Sinds ik mijn naaste buurvrouw Vera de buurtroddel over haar prille vriendje Koos vertelde, ben ik bang voor zijn wraak. Ik heb al jaren een oogje op Vera maar ik zie met verdraaid grote tegenzin, dat er iets moois groeit tussen haar en Koos, die pas bij ons aan de overkant is komen wonen.
Gezellig drinken ze samen thee in de tuin…..hij neemt
een lekker cakeje mee: ’zelf gebakken’
liegt hij, want: vanmorgen bij de bakker gekocht … heb ik zelf gezien. Koos
is een gescheiden agressieveling (van horen zeggen dan) en Vera een bewust
ongehuwde moeder, dromerig flowerpowertypetje.
Koos
helpt een handje in de tuin: beetje gras maaien, hegje knippen, struikjes
snoeien Hij plakt haar lekke fietsband en vandaag zie ik hem in de weer met het
schuren van het tuinameublement. Het moet niet gekker worden. Dat wordt het
toch wel: hij gaat staan verven voor haar.

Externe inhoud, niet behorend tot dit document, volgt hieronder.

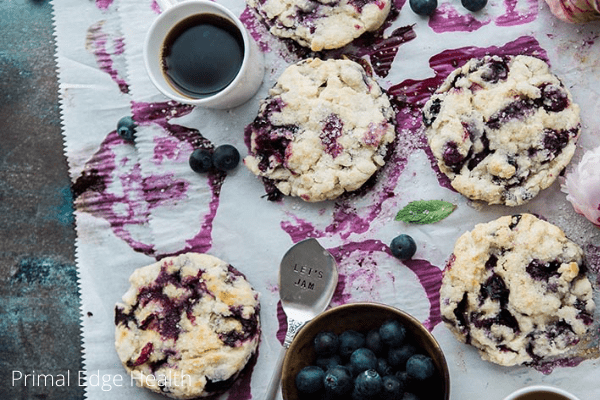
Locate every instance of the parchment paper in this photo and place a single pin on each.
(138, 202)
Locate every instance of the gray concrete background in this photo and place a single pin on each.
(39, 302)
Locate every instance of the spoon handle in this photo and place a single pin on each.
(275, 383)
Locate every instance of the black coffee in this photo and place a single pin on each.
(202, 54)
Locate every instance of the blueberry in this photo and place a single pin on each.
(383, 367)
(393, 388)
(404, 378)
(403, 247)
(326, 344)
(392, 333)
(201, 160)
(126, 128)
(410, 396)
(368, 384)
(328, 362)
(420, 367)
(423, 7)
(398, 356)
(474, 5)
(350, 340)
(310, 379)
(362, 359)
(338, 381)
(226, 157)
(373, 342)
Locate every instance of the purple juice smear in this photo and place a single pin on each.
(103, 4)
(166, 148)
(98, 41)
(447, 18)
(90, 192)
(241, 389)
(514, 17)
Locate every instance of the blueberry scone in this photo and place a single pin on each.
(321, 24)
(187, 326)
(502, 128)
(323, 130)
(515, 288)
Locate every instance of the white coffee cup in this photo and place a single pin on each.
(245, 84)
(541, 392)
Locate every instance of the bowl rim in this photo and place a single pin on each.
(445, 374)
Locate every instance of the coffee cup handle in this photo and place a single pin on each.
(165, 4)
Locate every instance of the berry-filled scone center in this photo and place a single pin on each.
(502, 128)
(323, 130)
(516, 289)
(187, 326)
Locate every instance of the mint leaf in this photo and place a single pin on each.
(425, 211)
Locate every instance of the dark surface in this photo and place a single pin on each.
(39, 303)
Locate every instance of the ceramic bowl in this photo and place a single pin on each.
(360, 317)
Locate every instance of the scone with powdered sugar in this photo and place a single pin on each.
(187, 326)
(516, 289)
(321, 24)
(324, 130)
(502, 128)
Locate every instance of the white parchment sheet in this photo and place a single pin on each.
(138, 201)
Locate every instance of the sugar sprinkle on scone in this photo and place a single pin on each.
(321, 24)
(187, 326)
(502, 128)
(515, 288)
(323, 130)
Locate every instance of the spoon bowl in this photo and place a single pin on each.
(307, 280)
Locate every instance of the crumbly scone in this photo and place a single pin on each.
(321, 24)
(515, 288)
(187, 326)
(502, 128)
(323, 130)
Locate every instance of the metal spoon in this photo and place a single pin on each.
(307, 279)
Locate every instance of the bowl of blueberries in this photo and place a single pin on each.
(365, 351)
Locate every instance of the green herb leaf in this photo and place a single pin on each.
(425, 211)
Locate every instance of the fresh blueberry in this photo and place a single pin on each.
(404, 378)
(362, 359)
(201, 160)
(373, 341)
(368, 384)
(383, 367)
(126, 128)
(398, 356)
(403, 247)
(392, 389)
(310, 379)
(474, 5)
(420, 367)
(338, 381)
(350, 341)
(328, 362)
(226, 157)
(423, 7)
(326, 344)
(392, 333)
(410, 396)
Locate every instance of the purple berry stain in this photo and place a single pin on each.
(167, 189)
(98, 41)
(451, 18)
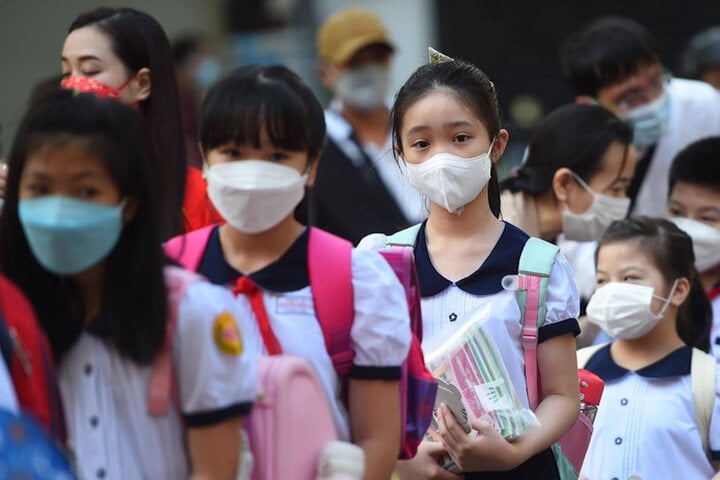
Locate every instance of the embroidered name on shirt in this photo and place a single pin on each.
(295, 305)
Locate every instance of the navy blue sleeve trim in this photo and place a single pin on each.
(557, 329)
(375, 373)
(212, 417)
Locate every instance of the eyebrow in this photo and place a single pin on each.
(446, 126)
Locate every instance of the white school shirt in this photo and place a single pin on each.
(380, 335)
(694, 114)
(446, 305)
(105, 395)
(645, 426)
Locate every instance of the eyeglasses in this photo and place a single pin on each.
(639, 96)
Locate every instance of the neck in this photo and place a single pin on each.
(250, 252)
(90, 283)
(710, 278)
(475, 219)
(656, 344)
(369, 125)
(549, 213)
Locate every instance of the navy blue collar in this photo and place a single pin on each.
(503, 260)
(676, 363)
(286, 274)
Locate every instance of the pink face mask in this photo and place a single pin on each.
(83, 84)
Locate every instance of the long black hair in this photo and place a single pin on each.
(672, 251)
(134, 305)
(573, 136)
(470, 86)
(140, 42)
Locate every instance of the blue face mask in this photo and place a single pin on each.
(68, 236)
(649, 121)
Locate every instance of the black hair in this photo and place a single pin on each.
(254, 98)
(697, 164)
(607, 51)
(140, 42)
(134, 305)
(573, 136)
(470, 86)
(672, 251)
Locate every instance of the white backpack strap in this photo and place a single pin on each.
(584, 354)
(702, 378)
(404, 238)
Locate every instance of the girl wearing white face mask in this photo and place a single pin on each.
(261, 132)
(694, 206)
(446, 128)
(650, 299)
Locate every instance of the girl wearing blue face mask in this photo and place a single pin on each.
(654, 421)
(81, 236)
(446, 128)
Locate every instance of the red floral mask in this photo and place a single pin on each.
(83, 84)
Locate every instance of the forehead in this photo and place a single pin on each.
(436, 109)
(695, 196)
(89, 41)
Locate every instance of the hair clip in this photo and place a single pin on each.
(435, 57)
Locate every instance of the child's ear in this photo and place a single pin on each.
(681, 293)
(562, 181)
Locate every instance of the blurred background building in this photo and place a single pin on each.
(515, 42)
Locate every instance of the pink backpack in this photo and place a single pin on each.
(290, 403)
(329, 267)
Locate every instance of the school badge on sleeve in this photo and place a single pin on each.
(227, 334)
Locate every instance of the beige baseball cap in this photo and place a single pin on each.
(346, 32)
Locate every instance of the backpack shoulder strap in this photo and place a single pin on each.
(404, 238)
(702, 379)
(536, 262)
(585, 354)
(330, 271)
(162, 379)
(188, 249)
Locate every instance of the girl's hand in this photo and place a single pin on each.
(425, 465)
(488, 451)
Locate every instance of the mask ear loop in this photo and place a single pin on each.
(664, 308)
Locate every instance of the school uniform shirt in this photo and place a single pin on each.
(645, 426)
(380, 334)
(105, 394)
(447, 306)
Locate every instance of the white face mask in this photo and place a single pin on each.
(649, 121)
(449, 180)
(364, 87)
(589, 226)
(254, 195)
(622, 310)
(706, 242)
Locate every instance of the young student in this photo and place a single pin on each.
(261, 132)
(81, 237)
(694, 206)
(446, 128)
(615, 62)
(575, 178)
(648, 297)
(124, 54)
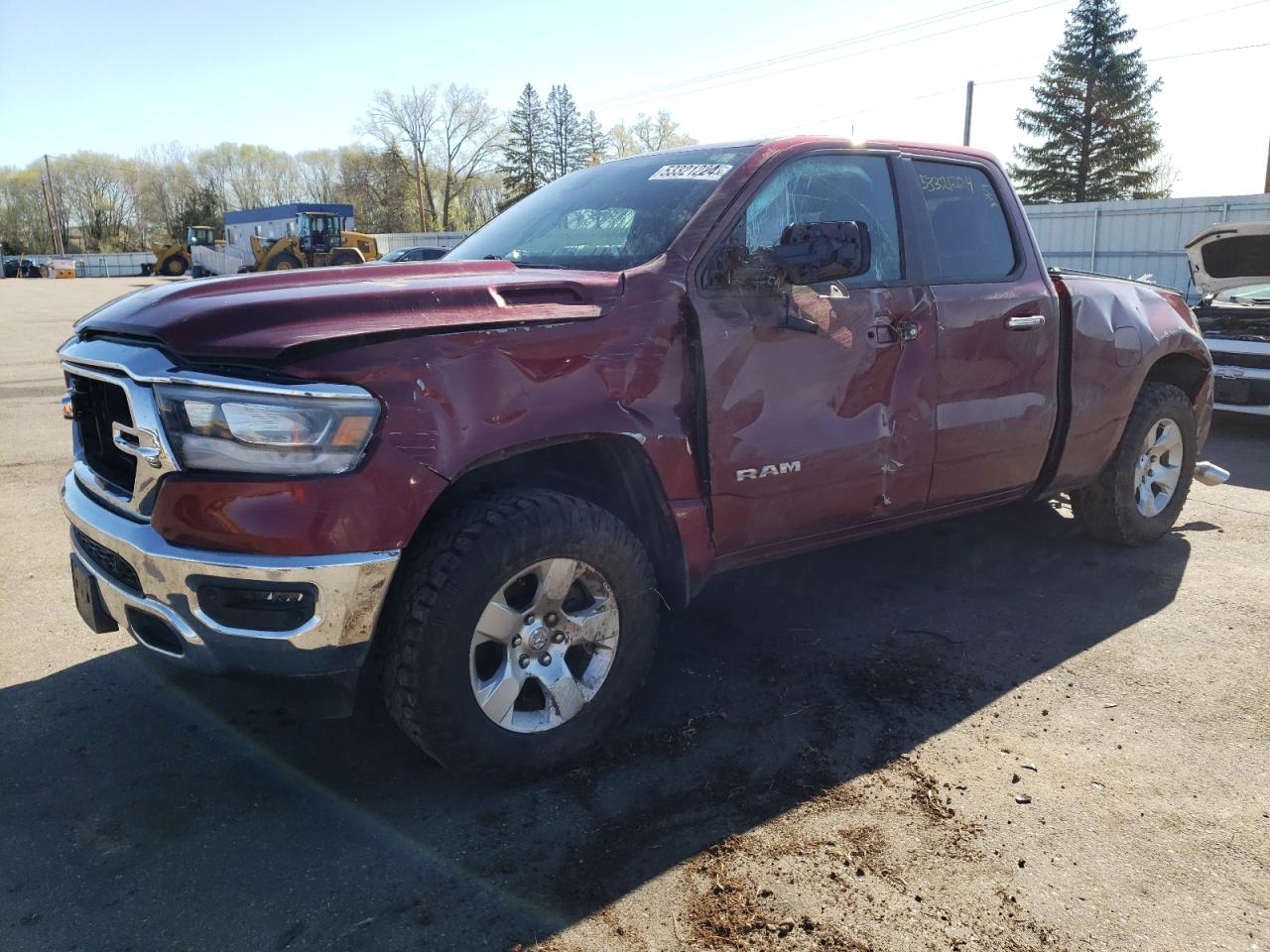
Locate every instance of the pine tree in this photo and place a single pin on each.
(1093, 116)
(595, 143)
(527, 154)
(564, 130)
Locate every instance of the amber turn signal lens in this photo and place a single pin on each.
(352, 430)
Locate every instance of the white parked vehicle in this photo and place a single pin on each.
(1230, 267)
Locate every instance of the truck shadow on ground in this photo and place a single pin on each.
(151, 810)
(1241, 443)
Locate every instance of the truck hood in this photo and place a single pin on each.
(258, 316)
(1230, 255)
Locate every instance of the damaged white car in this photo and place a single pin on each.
(1230, 267)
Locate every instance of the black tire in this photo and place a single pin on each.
(284, 262)
(445, 583)
(1107, 508)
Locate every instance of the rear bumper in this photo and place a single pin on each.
(163, 588)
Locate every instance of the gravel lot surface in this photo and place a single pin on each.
(830, 753)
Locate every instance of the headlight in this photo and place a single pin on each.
(264, 433)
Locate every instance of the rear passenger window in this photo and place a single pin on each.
(971, 239)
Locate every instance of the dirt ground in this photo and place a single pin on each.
(989, 734)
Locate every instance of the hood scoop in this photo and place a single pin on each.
(255, 317)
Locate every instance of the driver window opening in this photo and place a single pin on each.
(829, 188)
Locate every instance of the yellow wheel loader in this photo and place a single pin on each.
(173, 259)
(318, 240)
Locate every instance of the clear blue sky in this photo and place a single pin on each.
(119, 76)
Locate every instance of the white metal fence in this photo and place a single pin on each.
(123, 264)
(416, 239)
(1133, 239)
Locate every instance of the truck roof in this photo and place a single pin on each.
(783, 143)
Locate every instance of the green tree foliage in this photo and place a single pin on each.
(568, 148)
(1093, 117)
(527, 154)
(595, 141)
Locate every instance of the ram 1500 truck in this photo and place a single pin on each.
(494, 470)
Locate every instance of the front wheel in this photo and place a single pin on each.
(515, 636)
(1141, 492)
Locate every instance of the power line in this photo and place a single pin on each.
(987, 82)
(892, 31)
(1153, 59)
(810, 51)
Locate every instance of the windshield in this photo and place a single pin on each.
(608, 217)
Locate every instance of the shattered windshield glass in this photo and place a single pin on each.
(608, 217)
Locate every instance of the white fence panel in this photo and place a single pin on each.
(391, 241)
(1134, 239)
(225, 262)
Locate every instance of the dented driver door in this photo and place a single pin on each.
(820, 398)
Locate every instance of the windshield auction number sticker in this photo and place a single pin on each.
(698, 172)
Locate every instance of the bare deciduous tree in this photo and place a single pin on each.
(404, 127)
(467, 137)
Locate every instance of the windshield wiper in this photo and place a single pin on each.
(524, 264)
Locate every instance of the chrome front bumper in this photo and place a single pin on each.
(350, 589)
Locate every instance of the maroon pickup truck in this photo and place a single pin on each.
(489, 474)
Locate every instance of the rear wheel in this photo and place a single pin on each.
(1141, 492)
(517, 633)
(173, 266)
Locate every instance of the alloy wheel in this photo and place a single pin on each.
(544, 645)
(1160, 465)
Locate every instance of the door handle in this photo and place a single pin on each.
(1025, 321)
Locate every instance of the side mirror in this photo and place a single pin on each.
(822, 250)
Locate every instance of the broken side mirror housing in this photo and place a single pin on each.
(822, 250)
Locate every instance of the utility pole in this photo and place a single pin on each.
(969, 108)
(55, 212)
(49, 209)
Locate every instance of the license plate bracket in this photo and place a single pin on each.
(87, 598)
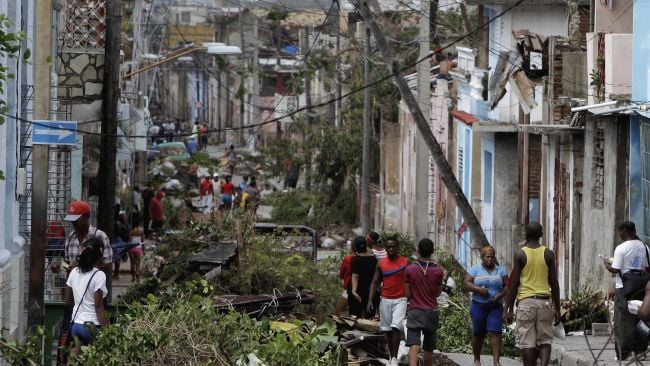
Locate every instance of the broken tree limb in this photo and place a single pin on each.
(439, 158)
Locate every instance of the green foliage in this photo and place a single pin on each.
(277, 14)
(266, 265)
(10, 48)
(585, 307)
(326, 208)
(407, 247)
(23, 353)
(455, 331)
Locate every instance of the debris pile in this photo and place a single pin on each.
(258, 305)
(366, 345)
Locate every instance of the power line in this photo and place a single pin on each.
(298, 110)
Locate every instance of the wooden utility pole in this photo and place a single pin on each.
(446, 172)
(111, 94)
(310, 114)
(365, 163)
(40, 157)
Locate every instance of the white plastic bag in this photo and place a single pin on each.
(558, 331)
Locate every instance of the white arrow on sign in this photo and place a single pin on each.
(60, 131)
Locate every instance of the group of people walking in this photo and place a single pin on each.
(410, 290)
(371, 270)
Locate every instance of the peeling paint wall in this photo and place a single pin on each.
(598, 224)
(83, 74)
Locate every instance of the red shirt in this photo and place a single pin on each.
(393, 277)
(424, 287)
(205, 188)
(155, 210)
(345, 273)
(226, 188)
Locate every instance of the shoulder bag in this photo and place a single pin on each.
(65, 343)
(634, 281)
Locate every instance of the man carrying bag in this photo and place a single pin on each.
(630, 264)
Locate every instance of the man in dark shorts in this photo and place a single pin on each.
(535, 287)
(423, 286)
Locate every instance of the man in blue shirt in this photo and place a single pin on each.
(192, 146)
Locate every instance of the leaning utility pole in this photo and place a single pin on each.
(310, 116)
(365, 162)
(422, 156)
(111, 93)
(446, 172)
(242, 64)
(337, 101)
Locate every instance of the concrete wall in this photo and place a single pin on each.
(541, 19)
(598, 225)
(618, 19)
(391, 175)
(618, 64)
(407, 170)
(12, 256)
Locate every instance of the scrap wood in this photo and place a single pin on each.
(261, 304)
(369, 325)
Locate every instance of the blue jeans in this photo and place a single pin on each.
(84, 332)
(486, 317)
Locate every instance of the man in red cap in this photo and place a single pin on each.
(79, 215)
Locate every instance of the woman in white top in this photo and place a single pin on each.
(86, 290)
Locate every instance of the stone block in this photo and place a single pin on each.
(93, 88)
(78, 63)
(89, 73)
(73, 81)
(76, 92)
(599, 329)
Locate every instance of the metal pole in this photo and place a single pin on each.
(422, 155)
(310, 113)
(365, 165)
(40, 155)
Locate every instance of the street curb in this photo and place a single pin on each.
(563, 357)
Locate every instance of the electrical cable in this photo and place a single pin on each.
(298, 110)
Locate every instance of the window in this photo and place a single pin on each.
(598, 166)
(487, 176)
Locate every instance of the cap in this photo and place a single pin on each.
(76, 209)
(627, 226)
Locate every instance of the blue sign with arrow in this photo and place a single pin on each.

Met die roddel dacht ik mijn concurrent Koos uit
te kunnen schakelen. Vera vond het blijkbaar niet zo’n probleem, wat hij had
uitgespookt. Ik zou zo’n figuur als Koos absoluut niet in mijn huis willen
hebben. Maar Vera …ze gaan veel met elkaar wandelen. Soms heel lang ook. Zo af
en toe dan gaat zij even bij hem op bezoek … en dan komt hij weer eens vrolijk in
háár huisje, naast mij....en dat gaat zo maar door.
Wouter
is de zoon van Vera … negen jaar met zeker negen kilo aan overgewicht. Wouter
gaat pesterig expres op een net door Koos geverfd houten tuinstoeltje zitten:
benen, handen en korte broek zitten
onder de groene verf. Wouter pakt bij het naar binnen gaan, met zijn verfhanden
het colbertje, dat Koos aan de tuindeurknop heeft gehangen. ‘Godverdomme,’
vloekt Koos. Met een rood hoofd vliegt
Koos op uit zijn ligstand.in het gras. Hij lijkt Wouter te gaan aanvliegen.
Het is een geluk dat Vera er net aankomt en
tussen haar zoon en haar vriend belandt. Zo voorkomt ze erger. Wouter weet nu
genoeg…kinderen voelen het vaak perfect aan als er iets niet pluis is met iemand.
Daar hebben ze een zesde zintuig voor.
De roddel vertellen geeft me een kick. De angst
nadien beklemt me.
Koos heeft net een baksteen door mijn voorruit
gegooid en enkele planten in mijn tuintje vertrapt. Terwijl ik bezig ben de
schade in mijn tuin te herstellen, komt Koos op me af. De stoom komt uit zijn oren. Het zweet breekt
me aan alle kanten uit; mijn handen, mijn armen verslappen. Met gebogen hoofd
staat hij voor me en haalt met zijn rechtervuist razendsnel naar me uit. Uitgeteld
lig ik op mijn grasperkje. Vaag hoor ik Vera gillen. Koos staat over me heen
gebogen en met zijn hoofd vlak boven mijn gezicht, bijt hij mij toe: “Ik hèb mijn
ex niet het ziekenhuis in geslagen, ik
heb mijn kinderen nooit misbruikt en
ik hèb dus ook nooit in de bak
gezeten. Als je dat nog één keer hier in
de buurt rondbazuint maak ik je echt helemaal af, vuile teringklootzak!” Mijn gezicht zit vol
speekselspetters van die agressieveling.
Nog
nahijgend van boosheid loopt Koos naar zijn huis aan de overkant; Vera stelpt
het bloeden van mijn gescheurde lip. Doet er wat jodium op. Dat prikt venijnig.
Vera wil, na wat ze vandaag allemaal gezien en gehoord heeft, niks meer met
Koos te maken hebben.
‘Je lipje
zal gehecht moeten worden, Kurt’ zegt Vera, er móét ook haast wel een tandje
van je loszitten na zo’n dreun.’
‘Lipje
... tandje ...dat klinkt lief.’
‘ Trouwens
Kurt, zullen we de politie even bellen? Zoiets mag Koos toch niet straffeloos
doen, lijkt mij …’
‘Nee, laat
maar zitten, Vera, dat wil ik niet.’ Die dreun is niet helemaal onterecht … .ik
heb die roddel rondgebazuind ,,, zonder de waarheid precies te kennen. Hoewel,
waar rook is, is vuur.
Het
pijntje aan het lipje en het losse tandje. Wat een taai ongerief; maar hoe
liefdevol is Vera’s zorg .. en daar was het mij toch om te doen!